A single vulnerability in any component could be maliciously exploited to gain access to private information or cause damage.
This weakness is compounded by the imbalance between attackers and those who secure software; defenders must eliminate all of the vulnerabilities to have secure software, whereas an attacker may only need one vulnerability to be able to craft an exploit.
Of course, all of this software cannot be audited, checked for bugs, and made secure manually; effective automated techniques are needed.
One of the most common causes of insecure software is memory corruption vulnerabilities.Memory corruption is frequently found in unsafe languages, such as C and C++, and can take many forms.
Currently, the main methods of finding memory corruption are fuzzing and static analysis.
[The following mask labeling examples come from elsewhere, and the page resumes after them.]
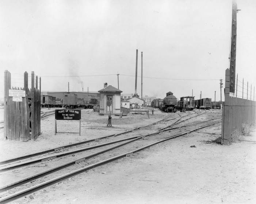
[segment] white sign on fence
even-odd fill
[[[9,96],[12,97],[26,97],[26,92],[24,90],[9,90]]]
[[[18,101],[18,102],[22,102],[22,97],[12,97],[12,101]]]

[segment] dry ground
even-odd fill
[[[220,115],[219,112],[213,112],[206,115],[205,118]],[[100,116],[89,110],[83,110],[81,136],[72,133],[54,136],[54,117],[50,116],[42,121],[42,134],[38,141],[1,141],[1,160],[120,132],[166,116],[156,111],[154,115],[150,115],[149,120],[145,115],[130,115],[122,119],[114,116],[114,128],[107,128],[107,115]],[[76,122],[62,124],[62,131],[77,131],[79,126]],[[167,136],[168,133],[163,134]],[[252,136],[244,137],[241,142],[229,146],[206,142],[220,134],[219,123],[50,186],[32,194],[32,199],[28,195],[12,203],[255,203],[255,131]],[[192,145],[196,148],[190,147]]]

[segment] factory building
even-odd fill
[[[150,106],[151,105],[151,102],[154,101],[154,99],[156,99],[156,97],[154,96],[149,97],[145,95],[142,97],[142,99],[145,101],[145,106]]]

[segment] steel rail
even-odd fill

However, both of these have major weaknesses that prevent finding many of the bugs present in modern software.
The goal of my research is to improve upon the available techniques to make them more capable of finding bugs in real-world programs.
To this end, the first work of my PhD identifies a key weakness in fuzzers---that they are impeded by difficult checks, such as string comparisons or magic numbers.
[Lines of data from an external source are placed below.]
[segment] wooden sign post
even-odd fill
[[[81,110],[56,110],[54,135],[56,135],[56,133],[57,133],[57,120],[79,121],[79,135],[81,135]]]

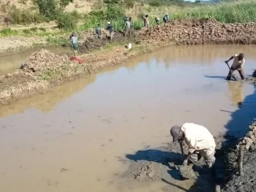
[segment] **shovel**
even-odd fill
[[[180,143],[180,147],[181,147],[181,154],[183,155],[183,160],[184,160],[184,151],[183,151],[183,143],[182,142],[178,142]]]
[[[229,65],[229,63],[225,61],[225,63],[226,64],[226,65],[228,66],[229,70],[231,70],[231,69],[230,68]],[[237,80],[237,77],[235,75],[233,75],[232,74],[231,75],[231,77],[234,77],[235,80]]]

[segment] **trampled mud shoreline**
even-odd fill
[[[42,53],[37,53],[36,54],[40,56],[32,56],[36,62],[33,68],[43,67],[42,70],[36,73],[32,71],[27,73],[18,69],[12,74],[0,77],[0,104],[5,105],[23,97],[45,93],[50,88],[78,78],[80,75],[97,73],[102,68],[121,64],[128,58],[170,45],[255,44],[255,23],[223,24],[209,19],[177,20],[136,32],[130,40],[134,43],[132,49],[126,49],[124,45],[117,45],[126,40],[119,33],[114,39],[115,44],[109,44],[105,40],[89,38],[80,47],[82,53],[80,57],[84,60],[82,65],[70,62],[67,56],[62,56],[60,60],[51,60],[45,64],[45,67],[37,67],[36,63],[45,59],[44,53],[42,55]],[[113,47],[108,51],[105,49],[97,51],[96,53],[84,54],[100,49],[108,45]],[[53,58],[58,57],[52,54],[51,56]],[[65,64],[60,63],[61,60],[65,61]],[[45,73],[49,76],[47,78]]]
With this in mind, we designed a new tool that combines fuzzing with symbolic execution, such that it can now solve for difficult checks and be able to continue fuzzing beyond them.
Of course, finding bugs is only one part of the problem. In my next work, I worked on a novel application of symbolic execution to hot-patch vulnerable devices.
Many IoT devices are not created with any built-in mechanism to update, and could be an easy target for attackers should a vulnerability be discovered.
My research allows such devices to be automatically patched in event that a code execution vulnerability is found, without any support needed from the device itself.
In the final two projects of my PhD, I identify fundamental properties of fuzzers and use these to create new paradigms of fuzzing, which can find more vulnerabilities.One work formalizes how fuzzers find new inputs to mutate.
Then, using this formalization, I design new strategies for fuzzing, which show improved capabilities for finding bugs.
The last work I present here is a new technique for fuzzing JavaScript engines, called \emph{Token-Level Fuzzing}.
Instead of mutating individual bytes, Token-Level Fuzzing mutates entire tokens, replacing them with another valid token.
Using this technique, we are able to find bugs which no other published fuzzer has found.
I hope the techniques presented here can bring automated bug finding a step forward and be further built upon, as we try to eliminate memory corruption vulnerabilities.
In this thesis, I show that we can leverage the structure of binary programs and the essential properties of the data which they process to improve the effectiveness of vulnerability discovery based on fuzzing.